# Kentucky the basketball state!!!!!



## americanfighter (Sep 27, 2006)

The state of kentucky is sweeping NCAA basketball. The university I go to Bellarmine University in Louisville Kentucky just won the NCAA D2 national championship last week. Pikeville just won the NAIA national championship and kentucky is on their way to winning the D1 NCAA national championship. If Kentucky wins then the state of kentuck will have clinched 2 NCAA champions out of 3 and cmpleat the trifecta of 3 national championships total in one year! raise01:


----------



## Leroy Green (May 12, 2011)

Im from NY, and moved to NC 4 yrs ago.
Although I have never been to Kentucky.
My assumption is

NC > CA> NY> kentucky

NC has Duke, North Carolina, NC State, and the Bobcats.
NC is also where Jordan learned the game.


----------



## Will Munny (Jun 4, 2011)

Good call Leroy. North Carolina shits all over Kentucky basketball wise.


----------



## jet510 (Jul 19, 2011)

kentucky has been killin it lately tho. best recruiting in the nation. calipari doin a great job. rose, wall, and knight! and those are just there PG's


----------



## americanfighter (Sep 27, 2006)

well honestly i am a louisville fan however in relation to UNC 

UK is second with 7 national championships and has the most wins in ncaa basketball history with and has 2052 wins total 

NC is tied for 3 and has 5 championships and and third in wins with 2033. 

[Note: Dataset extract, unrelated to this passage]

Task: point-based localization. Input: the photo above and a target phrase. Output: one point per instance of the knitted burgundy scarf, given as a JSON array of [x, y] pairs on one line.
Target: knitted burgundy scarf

so UK has more chapionships and more wins than UNC so i guess UK shits all over UNC :thumbsup:


----------



## jet510 (Jul 19, 2011)

americanfighter said:


> well honestly i am a louisville fan however in relation to UNC
> 
> UK is second with 7 national championships and has the most wins in ncaa basketball history with and has 2052 wins total
> 
> ...


lol great points americanfighter. uk does shit on unc


----------